What rationale might the Court use to decide the case? Even after United States v. Jones threw open Fourth Amendment doctrine, the instinct for using “reasonable expectation of privacy” analysis is strong. (I’ve joked that many lawyers think the word “privacy” can’t be uttered without the prefix “reasonable expectation of.”) This is where much of the discussion focused, and Justice Breyer seemed the most firmly committed to its use.

But the insufficiency of “reasonable expectation” doctrine for providing a decision rule was apparent when Breyer teed up Jardines’s counsel to knock the case out of the park. There was much discussion of what one reasonably expects at the front door of a home. Neighbors may come up. Trick-or-treaters may come up. Neighbors may come up with their dogs. The police may come to the door for a “knock and talk.” Neighbors, trick-or-treaters, dogs, and police officers may all come up and discover odors coming from the house. What makes the drug-sniffing dog unexpected?, Justice Breyer asked:

Do in fact policemen, like other people, come up and breathe? Yes. Do we expect it? Yes, we expect people to come up and breathe. But do we expect them to do what happened here? And at that point, I get into the question: What happened here?

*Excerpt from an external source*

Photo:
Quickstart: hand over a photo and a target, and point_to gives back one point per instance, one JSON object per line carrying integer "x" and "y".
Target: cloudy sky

Joelis Jardines’s counsel could not say what made the dog unexpected.


Perhaps property law draws the line that excludes government agents with drug-sniffing dogs, while allowing other visitors to come to the door. Not so. Justice Alito in particular pressed Jardines’s counsel for any case that had excluded dogs (drug-sniffing or otherwise) from the implied consent one gives to visitors on the walk and at the front door. The argument is unavailing, this idea that Florida’s property law (put into play by the majority holding in Jones, which relied on property rights) solve this case. Florida property law doesn’t exclude dogs from the implied permission it gives to lawful visitors on residential property.

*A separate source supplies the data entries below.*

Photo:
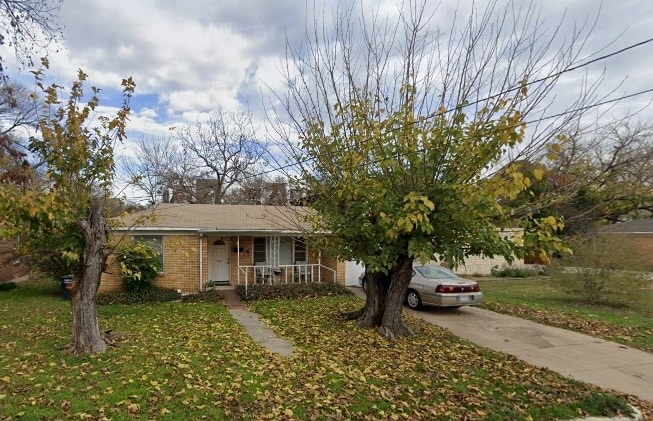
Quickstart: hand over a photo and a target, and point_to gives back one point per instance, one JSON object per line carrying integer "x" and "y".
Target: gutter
{"x": 201, "y": 255}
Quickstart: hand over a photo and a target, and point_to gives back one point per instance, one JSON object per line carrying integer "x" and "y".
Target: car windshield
{"x": 435, "y": 272}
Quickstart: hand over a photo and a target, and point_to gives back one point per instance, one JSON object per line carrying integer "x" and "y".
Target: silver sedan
{"x": 434, "y": 285}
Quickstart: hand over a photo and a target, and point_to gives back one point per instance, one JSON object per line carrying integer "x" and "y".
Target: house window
{"x": 285, "y": 251}
{"x": 260, "y": 255}
{"x": 156, "y": 242}
{"x": 300, "y": 250}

None of this is to say that the government had it easy. Florida’s counsel had uttered just three sentences when Justice Kennedy informed him that the rule from Illinois v. Caballes would not carry the day. In Caballes, the Court found there to be no search at all when government agents walked a drug-sniffing dog around a car stopped for other reasons. (I attacked what I called the “Jacobsen/Caballes corollary” to the Katz decision in the Cato Institute’s brief to the Court, and also in this Jurist commentary.)


It won’t be the rule from Caballes. So what is the rationale that decides this case?

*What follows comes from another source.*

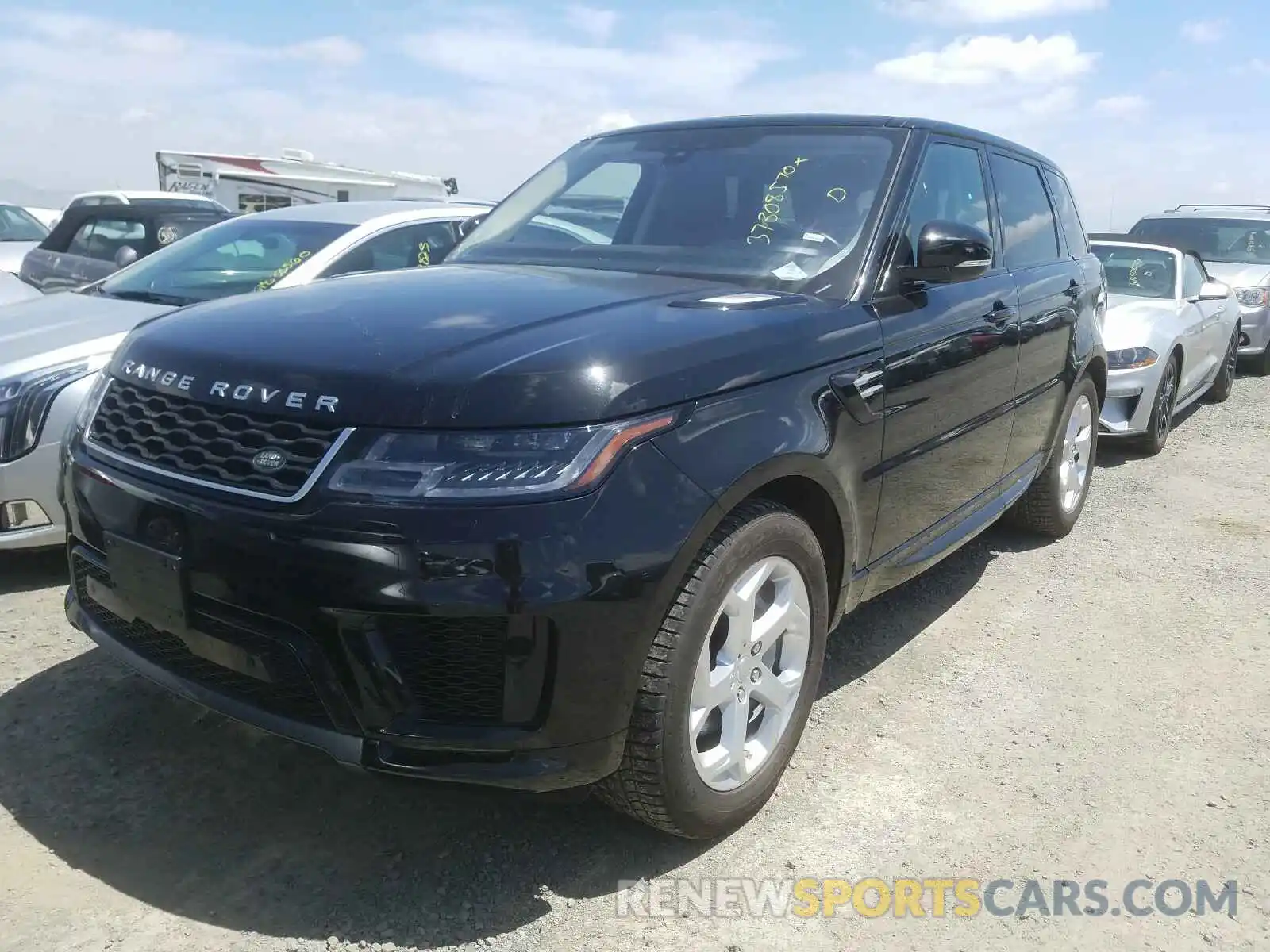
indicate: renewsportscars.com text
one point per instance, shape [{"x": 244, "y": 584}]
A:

Justice Scalia was on the scent when he reasoned with the government’s counsel about what might be done with binoculars.


“As I understand the law,” he said, “the police are entitled to use binoculars to look into the house if—if the residents leave the blinds open, right?”


Florida’s counsel agreed.


“But if they can’t see clearly enough from a distance, they’re not entitled to go onto the curtilage of the house, inside the gate, and use the binoculars from that vantage point, are they?”


“They’re not, Your Honor.”


“Why isn’t it the same thing with the dog?”


Justice Kagan knows that it is. And she used Justice Scalia’s reasoning in Kyllo v. United States, the precedent that is on all fours with this case.


She recited from Kyllo: “ ‘We think that obtaining by sense-enhancing technology any information regarding the interior of the home that could not otherwise have been obtained without physical intrusion into a constitutionally protected area constitutes a search, at least where, as here, the technology in question is not in general public use.’ ” And she asked Florida’s counsel, “[W]hat part of that language does not apply in this case?”


“Franky’s nose is not technology,” he replied, referring to the dog. “It’s—he’s using—he’s availing himself of God-given senses in the way that dogs have helped mankind for centuries.”


The existence of dogs in human society for centuries might help the government if dogs had been used for drug-detection all this time. And then only if the question was what it is reasonable to expect.


What matters is that a drug-sniffing dog is indeed a form of sense-enhancing technology. Selected for its strong sense of smell, and trained to convey when particular odors are present, a drug-sniffing dog makes perceptible to law enforcement what is otherwise imperceptible.


And that is the very definition of searching. At least as Black’s Law Dictionary has it: “‘Search’ consists of looking for or seeking out that which is otherwise concealed from view.”


Police officers use dogs to search for drugs and other materials in which they are interested but which they cannot see by themselves. A drug-sniffing dog is a cuddly chromatograph.


And just now, quietly, you have seen at work the rationale that the Supreme Court should use to decide Florida v. Jardines. Was it a search to bring a drug-sniffing dog to the front door of a house? The Court should apply the plain meaning of the word “search” to the facts of the case that has come before it. There’s no need for doctrine at all.